Behn was a reader as well as a writer, of European texts as well as English. She was familiar with the market and knew that, in fiction as in drama, sex sold. The apolitical plays she staged prior to The Roundheads had failed: people wanted political material. Yet political material could be dangerous, even if favouring the “right” side, as Behn had learned the hard way.

Behn’s literary solution to her dilemma was nothing short of a stroke of genius, one which drew heavily upon existing forms and texts yet created an identity all of its own. Published letters were an established genre even before the success of The Love Letters Of A Portuguese Nun, which were translated into English in 1678. Whether real or fictional, these impassioned letters, focused upon the emotions of the writer to the exclusion of all else, were a literary revelation. Behn took her cue from them but went them one better, using letters to show both sides of an illicit love affair. In doing so she created a new form of fiction, the epistolary novel, which would dominate English prose writing throughout the 18th century.

But Behn didn’t stop there. Melded with the story told via letters, which provided the reader with plenty of sex, is a healthy dose of politics. In this, Behn resorted to the use of another established literary form, the roman à clef. In the 16th and much of the 17th century, this “disguised” form of writing was a means of examining great issues: of analysing, and criticising, nations, governments, peoples, mores; but as the 17th century wore on this form became increasingly a means of expressing a particular political viewpoint, or criticising a particular person – or exploiting a particular scandal – and of doing so more or less with impunity.

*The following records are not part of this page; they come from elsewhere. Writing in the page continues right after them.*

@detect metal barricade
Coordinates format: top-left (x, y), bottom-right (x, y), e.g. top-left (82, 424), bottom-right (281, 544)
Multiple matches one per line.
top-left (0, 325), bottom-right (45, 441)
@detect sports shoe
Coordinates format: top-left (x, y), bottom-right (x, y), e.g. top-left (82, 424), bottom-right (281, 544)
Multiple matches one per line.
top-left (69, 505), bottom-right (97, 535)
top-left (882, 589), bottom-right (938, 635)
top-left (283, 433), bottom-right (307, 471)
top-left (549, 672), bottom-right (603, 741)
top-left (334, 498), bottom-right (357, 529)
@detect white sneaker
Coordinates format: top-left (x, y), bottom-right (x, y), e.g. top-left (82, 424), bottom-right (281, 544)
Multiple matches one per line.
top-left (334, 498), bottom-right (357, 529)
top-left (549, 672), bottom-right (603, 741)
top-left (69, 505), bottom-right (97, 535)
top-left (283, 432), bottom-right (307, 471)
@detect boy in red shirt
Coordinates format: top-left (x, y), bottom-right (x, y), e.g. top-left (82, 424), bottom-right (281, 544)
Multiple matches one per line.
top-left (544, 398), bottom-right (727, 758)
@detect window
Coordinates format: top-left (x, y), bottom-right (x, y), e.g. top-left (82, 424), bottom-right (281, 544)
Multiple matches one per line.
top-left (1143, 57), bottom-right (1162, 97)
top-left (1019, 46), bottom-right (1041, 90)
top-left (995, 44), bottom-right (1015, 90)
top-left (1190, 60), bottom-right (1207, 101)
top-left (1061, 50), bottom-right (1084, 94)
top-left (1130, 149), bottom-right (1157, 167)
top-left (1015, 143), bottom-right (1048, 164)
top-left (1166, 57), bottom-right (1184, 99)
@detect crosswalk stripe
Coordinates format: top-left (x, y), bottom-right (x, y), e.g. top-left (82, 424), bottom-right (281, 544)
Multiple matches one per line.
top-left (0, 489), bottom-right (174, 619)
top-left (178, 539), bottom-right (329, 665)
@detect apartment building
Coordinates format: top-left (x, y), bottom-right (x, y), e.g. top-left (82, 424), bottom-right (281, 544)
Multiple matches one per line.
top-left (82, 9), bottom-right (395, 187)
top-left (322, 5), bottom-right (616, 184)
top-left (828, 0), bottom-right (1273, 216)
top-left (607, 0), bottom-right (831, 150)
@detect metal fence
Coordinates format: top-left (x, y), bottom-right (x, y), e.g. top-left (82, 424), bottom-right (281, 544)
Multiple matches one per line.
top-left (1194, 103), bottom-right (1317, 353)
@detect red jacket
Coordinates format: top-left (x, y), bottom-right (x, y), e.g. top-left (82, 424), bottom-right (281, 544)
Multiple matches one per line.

While many of these romans à clef strike us today as ludicrously transparent, as well as outrageous in content, there was apparently some kind of arrangement in place, at least a tacit one, that protected the booksellers and authors responsible for these works from legal repercussions, as long as all concerned adhered to the convention of pretending they were talking about “somewhere else”. During the years of the Popish Plot and the Exclusion Crisis in particular, as we have seen, in this way the most incredible accusations were thrown variously at the king and his court (and his brother), and at the enemies of the king and his court (and his brother), apparently without consequence.

And again, Aphra Behn took note. She was nervous about her new venture – which would finally be published anonymously, just in case – and the prospect of being somehow “protected” by employing a particular form of writing was naturally attractive. Behn’s work would eventually stretch to three volumes, of which only the first is in the classic epistolary form; but in its entirety, it is a roman à clef, the re-telling of a story that had scandalised the whole of England through the years 1682 – 1863, and which (no doubt to Behn’s eventual delight) would erupt again in 1685. As material for her first published attempt at prose, the story must have seemed to Behn almost too good to be true, offering illicit – and illegal – sex, outrageous doings amongst the aristocracy, and the opportunity to launch a scathing attack upon the enemies of the Stuart monarchy. Early in 1684, Aphra Behn published the first part of what is now widely regarded as the first true “modern” novel, Love Letters Between A Nobleman And His Sister.